W momencie wybuchu oba gazociągi nie przesyłały gazu do Niemiec – oddanie NS2 do użytku zostało zawieszone przez Berlin w związku z inwazją Rosji na Ukrainę, a przesył NS1 został bezterminowo wstrzymany przez Gazprom pod koniec sierpnia pod pretekstem usterek technicznych tłoczni położonej w Rosji.
Na początku listopada spółka Nord Stream AG, operator gazociągu, poinformowała o zakończeniu wstępnego zbierania danych w miejscu uszkodzenia pierwszej nitki gazociągu Nord Stream w wyłącznej strefie ekonomicznej Szwecji. Według wstępnych wyników oględzin miejsca uszkodzenia, na dnie morskim w odległości około 248 m odnaleziono kratery o głębokości od 3 do 5 metrów.
Rosja jednak niewinna?
Tymczasem, jak twierdzą dziennikarze "The Washington Post", obecnie "nie ma dowodów na to, że Rosja stała za sabotażem". Gazeta powołuje się na wypowiedź jednego z europejskich urzędników. Podobną ocenę wyraziło 23 urzędników dyplomatycznych i pracowników wywiadów dziewięciu krajów, z którymi przeprowadzono wywiady w ostatnich tygodniach.

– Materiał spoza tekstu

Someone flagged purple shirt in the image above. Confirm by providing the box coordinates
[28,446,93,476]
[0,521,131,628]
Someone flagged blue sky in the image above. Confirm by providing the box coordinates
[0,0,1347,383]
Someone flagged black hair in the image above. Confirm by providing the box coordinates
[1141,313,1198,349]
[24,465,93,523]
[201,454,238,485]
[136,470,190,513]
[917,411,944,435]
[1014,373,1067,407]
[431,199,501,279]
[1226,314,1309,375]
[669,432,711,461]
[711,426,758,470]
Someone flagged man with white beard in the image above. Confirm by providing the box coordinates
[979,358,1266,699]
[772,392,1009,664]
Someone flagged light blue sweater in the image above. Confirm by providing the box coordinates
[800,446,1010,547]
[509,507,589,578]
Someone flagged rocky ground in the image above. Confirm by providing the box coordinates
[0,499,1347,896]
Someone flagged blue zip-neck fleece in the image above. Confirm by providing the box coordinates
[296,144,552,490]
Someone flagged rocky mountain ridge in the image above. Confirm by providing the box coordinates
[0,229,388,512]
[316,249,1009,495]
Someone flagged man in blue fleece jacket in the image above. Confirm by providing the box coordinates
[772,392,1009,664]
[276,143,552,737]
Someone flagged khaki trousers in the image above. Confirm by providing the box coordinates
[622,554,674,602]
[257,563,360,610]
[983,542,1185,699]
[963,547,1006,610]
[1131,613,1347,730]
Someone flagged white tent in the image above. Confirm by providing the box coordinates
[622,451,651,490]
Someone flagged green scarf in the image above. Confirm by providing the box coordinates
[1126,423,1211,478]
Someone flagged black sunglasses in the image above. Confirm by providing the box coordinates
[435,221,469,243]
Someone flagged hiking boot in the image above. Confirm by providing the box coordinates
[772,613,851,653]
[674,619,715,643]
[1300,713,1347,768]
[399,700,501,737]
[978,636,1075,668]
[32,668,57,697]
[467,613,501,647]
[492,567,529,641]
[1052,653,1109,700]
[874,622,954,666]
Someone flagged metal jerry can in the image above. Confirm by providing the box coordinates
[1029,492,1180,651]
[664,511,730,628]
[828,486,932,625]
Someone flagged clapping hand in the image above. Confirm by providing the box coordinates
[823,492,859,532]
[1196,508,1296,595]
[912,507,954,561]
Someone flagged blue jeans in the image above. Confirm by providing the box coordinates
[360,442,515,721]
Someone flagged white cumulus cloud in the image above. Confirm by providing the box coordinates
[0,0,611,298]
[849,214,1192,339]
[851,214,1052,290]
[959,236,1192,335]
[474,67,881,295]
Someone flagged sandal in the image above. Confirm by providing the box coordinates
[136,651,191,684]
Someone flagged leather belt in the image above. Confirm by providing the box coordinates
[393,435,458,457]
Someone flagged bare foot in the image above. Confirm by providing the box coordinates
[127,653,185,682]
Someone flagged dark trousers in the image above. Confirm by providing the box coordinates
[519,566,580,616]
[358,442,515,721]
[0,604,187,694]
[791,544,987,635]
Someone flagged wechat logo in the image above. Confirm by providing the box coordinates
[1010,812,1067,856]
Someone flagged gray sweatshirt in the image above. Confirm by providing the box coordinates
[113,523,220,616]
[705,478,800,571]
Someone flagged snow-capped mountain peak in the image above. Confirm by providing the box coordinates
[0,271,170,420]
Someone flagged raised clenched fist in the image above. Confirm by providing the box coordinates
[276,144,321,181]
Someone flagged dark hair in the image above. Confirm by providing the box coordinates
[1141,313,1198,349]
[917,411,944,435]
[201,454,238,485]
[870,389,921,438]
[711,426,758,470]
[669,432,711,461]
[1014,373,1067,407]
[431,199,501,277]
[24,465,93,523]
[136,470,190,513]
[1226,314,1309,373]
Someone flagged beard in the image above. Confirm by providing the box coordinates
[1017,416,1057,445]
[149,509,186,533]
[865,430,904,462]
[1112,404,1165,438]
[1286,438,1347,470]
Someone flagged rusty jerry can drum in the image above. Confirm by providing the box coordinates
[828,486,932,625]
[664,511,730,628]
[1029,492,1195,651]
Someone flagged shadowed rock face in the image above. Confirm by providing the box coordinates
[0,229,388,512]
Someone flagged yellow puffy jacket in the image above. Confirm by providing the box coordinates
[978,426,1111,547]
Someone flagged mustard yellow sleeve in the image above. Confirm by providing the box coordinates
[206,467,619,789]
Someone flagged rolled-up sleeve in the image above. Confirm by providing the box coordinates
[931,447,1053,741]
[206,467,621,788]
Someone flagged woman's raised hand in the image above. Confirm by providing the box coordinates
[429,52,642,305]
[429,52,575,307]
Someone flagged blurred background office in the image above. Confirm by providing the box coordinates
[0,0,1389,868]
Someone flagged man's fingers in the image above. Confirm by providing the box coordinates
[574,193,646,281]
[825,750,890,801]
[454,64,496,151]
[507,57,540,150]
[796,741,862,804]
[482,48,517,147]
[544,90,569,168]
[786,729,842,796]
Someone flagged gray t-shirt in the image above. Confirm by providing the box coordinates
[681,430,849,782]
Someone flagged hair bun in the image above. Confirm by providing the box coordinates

Według artykułu niektórzy urzędnicy posunęli się nawet do stwierdzenia, że nie uważają Rosji za odpowiedzialną za zniszczenie gazociągu. Inni, którzy nadal postrzegają Rosję jako głównego podejrzanego, twierdzą, że jednoznaczne przypisanie ataku jednemu krajowi może być niemożliwe.
"Nikt nie ma wątpliwości, że uszkodzenie było celowe. Urzędnik niemieckiego rządu, który prowadzi własne dochodzenie, powiedział, że na zewnątrz konstrukcji umieszczono prawdopodobnie materiały wybuchowe" – czytamy na łamach amerykańskiego dziennika.
"Ale nawet ci, którzy mają wewnętrzną wiedzę na temat szczegółów śledztwa, nie wiążą jednoznacznie Rosji z atakiem" – dodano.